Order. We are running very late. One sentence questions.
At the last general election, Labour promised to introduce a “Post Bank” to combat financial exclusion and ensure that everyone has access to banking services in their community. Does the Secretary of State agree that introducing a Post Bank to provide banking services in post offices would do wonders for the high street, as well as reducing financial exclusion?
The hon. Gentleman gives me an opportunity to talk about the fact that we already offer banking services in our post offices. As I outlined earlier, we are doing the most we can to make sure that post offices and sub-postmasters are remunerated for the work they do.
Order. I am sorry, but the questions and answers are just too long. I am trying to help the House, but what we want is a brief question and a brief answer, not a speech.
I agree with my right hon. Friend that banks have a wider social responsibility. That is why I am committed to working with the Post Office to make sure that under the new banking framework post offices are remunerated correctly for the service they are providing for communities that the banks have moved away from.
Fracking is bad for the environment, our health, our democracy, our landscape and even the courts. Does the Minister recognise that the Government are on shaky ground, quite literally, and will they ditch their support for this failing industry?
We have said repeatedly that the opportunity to create a home-grown energy source that provides thousands of jobs in parts of the country that economic policies have not been able to help, with the toughest regulations for oil and gas exploration in the world, is something that we should soberly and sensibly explore.
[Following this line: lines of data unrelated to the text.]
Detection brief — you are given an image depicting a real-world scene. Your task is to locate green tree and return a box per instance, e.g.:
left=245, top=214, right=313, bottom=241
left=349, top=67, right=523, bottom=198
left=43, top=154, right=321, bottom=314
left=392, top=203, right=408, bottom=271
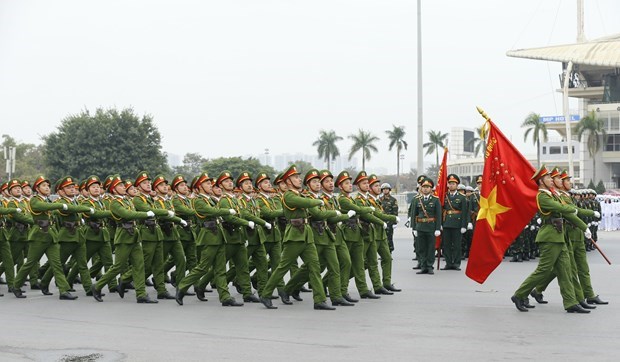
left=43, top=108, right=170, bottom=180
left=422, top=131, right=448, bottom=169
left=385, top=125, right=408, bottom=192
left=521, top=112, right=549, bottom=167
left=575, top=111, right=607, bottom=184
left=312, top=130, right=342, bottom=170
left=202, top=157, right=276, bottom=181
left=173, top=153, right=207, bottom=179
left=349, top=129, right=379, bottom=170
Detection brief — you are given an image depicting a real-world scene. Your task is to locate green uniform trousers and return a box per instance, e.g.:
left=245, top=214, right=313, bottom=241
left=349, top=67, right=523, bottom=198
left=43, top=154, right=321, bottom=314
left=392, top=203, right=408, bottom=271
left=162, top=240, right=187, bottom=285
left=440, top=228, right=463, bottom=268
left=260, top=240, right=327, bottom=304
left=195, top=244, right=252, bottom=298
left=178, top=244, right=231, bottom=302
left=284, top=244, right=348, bottom=300
left=347, top=241, right=368, bottom=295
left=95, top=243, right=146, bottom=298
left=13, top=241, right=69, bottom=294
left=515, top=242, right=577, bottom=309
left=41, top=241, right=93, bottom=292
left=226, top=244, right=269, bottom=294
left=416, top=231, right=435, bottom=271
left=142, top=241, right=167, bottom=295
left=67, top=240, right=117, bottom=289
left=376, top=238, right=392, bottom=287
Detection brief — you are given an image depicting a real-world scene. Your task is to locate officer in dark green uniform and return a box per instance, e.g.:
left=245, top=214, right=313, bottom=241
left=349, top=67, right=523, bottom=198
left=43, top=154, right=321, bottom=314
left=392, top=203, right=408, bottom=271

That continues to be the case.
The switchover has already started. The priority is smart meters that have gone dumb through customers switching, because we do not want there to be an impediment to switching. The commitment is unchanged: it will be rolled out completely by the end of 2020.
A common feature of all patient safety scandals is that whistleblowers were ignored, intimidated or lost their careers, and were not protected by the Public Interest Disclosure Act 1998. Will the Secretary of State bring forward legislation for all sectors to ensure that that concern is investigated and that whistleblowers are protected?
The hon. Lady addresses a very important area that I am extremely concerned about. The Department for Business, Energy and Industrial Strategy is working closely with the Department of Health and Social Care on how we can best strengthen the protection for whistleblowers within the NHS to support families and staff who raise concerns. This is a key area for us and I will continue to communicate with her on it.
I am sorry to disappoint the large number of colleagues remaining, but on the principle that one should encourage an up and coming young Member at the conclusion of proceedings, I call Mr Dennis Skinner.
The hon. Gentleman, as a proud representative of a former coalfield community, knows that, to the contrary, many people, including the GMB, support the fracking policy because of its potential—
The hon. Gentleman says the unions are wrong—that is probably a first. People support fracking because of its potential to create jobs. [Interruption.] Crikey, if he would stop yelling. I must say that I feel desperately sorry for female Members on the Opposition Benches if this is how their colleagues treat them: being howled down, winked at—the other hon. Gentleman is not in his place—and having kisses blown after a question. The brocialists are in full control of the Labour party. I know that Mr Skinner will accept that we need to explore the science sensibly and see whether there is a natural resource there, because when he was digging up coal, energy security used to matter.
I am genuinely sorry to disappoint remaining colleagues, but demand has exceeded supply, as is so often the case at Question Time.